I was so far gone I didn’t even consider a future without her.
I’d prove that to her eventually.
Given time.
She was still learning how to trust again.
We’d get there.
“I would love to be part of your family, Jules.”
Jules – 2 months
“Stop fidgeting,” I told him, swatting his hand away from the button he had been messing with at his wrist.
He was nervous.
It was so bizarre, for him at least, that it was hard to wrap my head around it.
I understood, of course, this was always supposed to be a somewhat nerve-racking experience.
Meeting the family.
But he had met my family!
He knew my mom and sister and father.
He had even met my grandmother before she passed on.
And, what’s more, my family liked him.
But he was nervous. He had spent longer in front of the mirror than I had, screwing around with his hair that was slowly growing back in, but not quickly enough for my liking. I missed his long hair. I had fantasized so often about running my fingers through it. I wanted to be able to experience that finally.
“I promise they will love the surprise.”
Maybe that was unfair of me.
I was sort of… springing him on them.
I hadn’t even told Gemma about us being a thing.
I had wanted to have just a little time with just us, before I got them all involved, had to handle all their questions.
But it was time.
Mom was getting suspicious.
I think she thought I was developing a drinking problem or something because whenever she asked where I was, I fibbed and said I was out on the town with Miller. And since she knew Miller liked to have a good time that included Jägerbombs and tequila shots, she had sort of come to her own conclusions.
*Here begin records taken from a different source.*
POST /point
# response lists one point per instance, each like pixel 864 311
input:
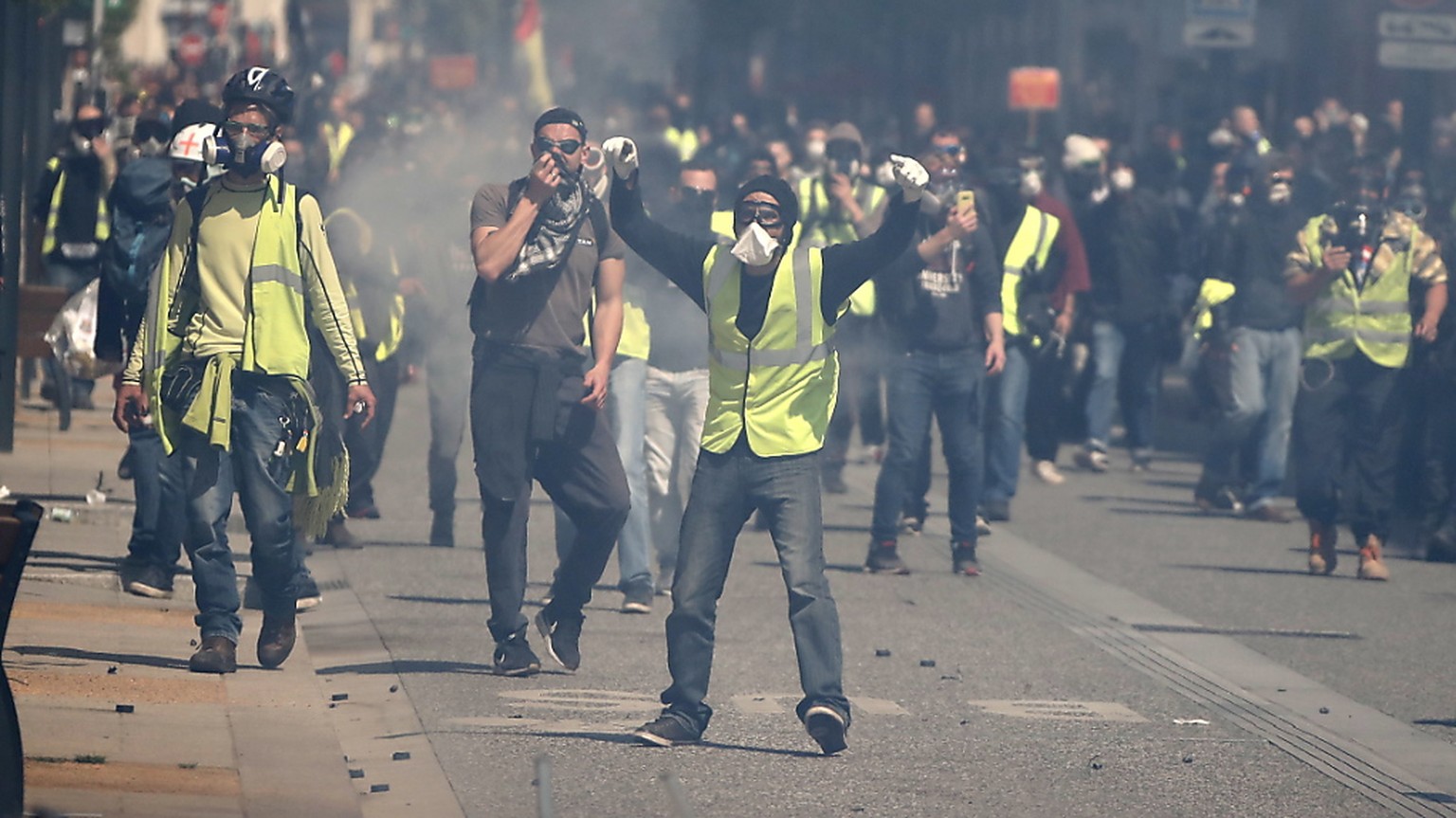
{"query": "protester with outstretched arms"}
pixel 223 361
pixel 772 388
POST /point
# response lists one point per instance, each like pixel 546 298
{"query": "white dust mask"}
pixel 755 247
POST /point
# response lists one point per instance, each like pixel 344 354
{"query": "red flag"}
pixel 529 21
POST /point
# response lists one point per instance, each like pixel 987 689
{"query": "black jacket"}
pixel 1133 252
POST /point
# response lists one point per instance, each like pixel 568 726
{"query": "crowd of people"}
pixel 678 331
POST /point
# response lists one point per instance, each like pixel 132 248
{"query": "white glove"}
pixel 910 176
pixel 621 154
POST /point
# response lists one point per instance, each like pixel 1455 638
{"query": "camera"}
pixel 1357 227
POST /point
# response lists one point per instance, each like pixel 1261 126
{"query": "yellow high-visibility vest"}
pixel 781 386
pixel 54 214
pixel 1346 319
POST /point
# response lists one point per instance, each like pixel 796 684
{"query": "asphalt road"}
pixel 1121 654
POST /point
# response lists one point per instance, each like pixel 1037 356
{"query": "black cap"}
pixel 261 86
pixel 561 117
pixel 776 188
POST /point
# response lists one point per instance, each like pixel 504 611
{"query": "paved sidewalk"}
pixel 113 722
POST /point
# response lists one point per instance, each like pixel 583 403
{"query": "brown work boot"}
pixel 276 639
pixel 1371 564
pixel 217 654
pixel 1322 549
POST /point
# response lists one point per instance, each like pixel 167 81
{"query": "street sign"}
pixel 191 48
pixel 1219 34
pixel 1219 24
pixel 1417 41
pixel 1034 89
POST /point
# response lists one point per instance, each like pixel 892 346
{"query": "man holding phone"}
pixel 942 304
pixel 543 249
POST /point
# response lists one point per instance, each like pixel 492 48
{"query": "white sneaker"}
pixel 1047 472
pixel 1092 461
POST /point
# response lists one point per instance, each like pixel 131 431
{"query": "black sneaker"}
pixel 150 581
pixel 514 657
pixel 442 532
pixel 834 483
pixel 562 638
pixel 217 654
pixel 884 557
pixel 1222 498
pixel 667 731
pixel 309 594
pixel 828 727
pixel 912 524
pixel 963 559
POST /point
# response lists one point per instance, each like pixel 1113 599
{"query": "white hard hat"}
pixel 188 143
pixel 1079 150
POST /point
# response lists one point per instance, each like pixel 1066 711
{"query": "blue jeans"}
pixel 1007 423
pixel 950 386
pixel 727 489
pixel 156 536
pixel 627 412
pixel 1127 367
pixel 73 277
pixel 1265 369
pixel 260 479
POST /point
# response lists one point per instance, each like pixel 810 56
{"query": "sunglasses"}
pixel 564 146
pixel 233 128
pixel 91 128
pixel 765 212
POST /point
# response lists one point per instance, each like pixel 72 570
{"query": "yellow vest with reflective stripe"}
pixel 1344 319
pixel 781 386
pixel 1029 246
pixel 54 214
pixel 684 140
pixel 276 339
pixel 819 231
pixel 637 335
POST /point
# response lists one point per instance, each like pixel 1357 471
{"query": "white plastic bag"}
pixel 73 336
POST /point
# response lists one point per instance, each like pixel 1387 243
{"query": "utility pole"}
pixel 18 29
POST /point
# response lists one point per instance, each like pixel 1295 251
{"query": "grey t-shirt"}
pixel 542 310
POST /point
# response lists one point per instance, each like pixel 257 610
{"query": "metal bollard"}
pixel 543 809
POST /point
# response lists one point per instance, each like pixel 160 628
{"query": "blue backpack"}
pixel 140 226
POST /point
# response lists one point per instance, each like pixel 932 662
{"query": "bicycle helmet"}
pixel 263 86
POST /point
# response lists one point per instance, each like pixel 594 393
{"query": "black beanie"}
pixel 776 188
pixel 561 117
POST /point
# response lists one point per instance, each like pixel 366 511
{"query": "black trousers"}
pixel 575 462
pixel 1347 443
pixel 860 341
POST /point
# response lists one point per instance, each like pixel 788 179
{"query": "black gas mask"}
pixel 1357 228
Hell, even if she hated Kai, she would be relieved I was just with him instead.
We walked up the driveway that my mother had lined with bales of hay because she was one of those moms who was heavy into decorating for each holiday or season. Scarecrows flanked either side of the front steps. Fake pumpkins lined the path leading to it. And she was only halfway into her decorating.
“I love this house,” I declared as we made our way up to the colonial – white with black shutters, as it had always been. There was a tire swing in an old oak in the front yard even though Gemma and I hadn’t used it in almost a decade.
“It’s the kind of house you want,” he informed me. Not guessed or questioned. Informed. “It’s all over your Pinterest vision board,” he told me. “Colonials and golden retrievers.”
“And natural home cleaners. Even though Finn would flay me if he heard that.”
As we talked, his body seemed to relax.
That was until I opened the door without knocking because, well, this wasn’t my house anymore, but it would always be home, and dragged him down the hall toward the kitchen where the voices were coming from. Voices that stopped abruptly at the sight of us standing there. Holding hands. Leaning into each other.
Gemma’s mouth fell open. Comically open. Eyes huge.
My father’s brows rose.
It was only my mother who spoke, shocking the both of us.
“Well freaking finally,” she declared, waving the wooden spoon around in the air. “I was sure I would have to hire a damn skywriter to inform you two that you were both into each other, and needed to get your heads out of your rears and act on it.”
“Honey, I don’t think a skywriter could do all that,” my father informed her, always a bit too logical to understand sarcasm.
“The sky is endless, Mitch. He could fit it,” she told him, eyes smiling as much as her lips were. “Kai, I am so happy to finally have you in the family,” she told him, moving across the room to throw her arms around him.
I moved back a step, looking at them, finding a second later that I was so glad I did. Or I might have missed it. The longing in Kai’s eyes. The joy at their acceptance.
“Now,” Mom said, pulling away to put her hands on his shoulders. “Let’s talk about grandbabies!”
“Mom!” I hissed.
“We’re not talking to you,” she informed me as she led Kai away.
Gemma took the opportunity to bounce over to me, hands grabbing mine, squeezing hard.
“He’s the one, Julie-Bean,” she told me with some authority. Like she had known it all along. Maybe she had.
I felt my lips curl up, looking over at Kai who seemed to sense it, casting a smile over his shoulder at me.
“Yeah, he is.”
Kai – 1 year
Now this, this was what she had always dreamed her wedding would look like.
Indoors.
In the winter.
Snow falling lazily, big, fat flakes outside the floor-to-ceiling windows lining the reception hall she had mooned over. The tables were draped in champagne finery. The chairs all matched. And there wasn’t a damn thing in sight that could be called ‘rustic.’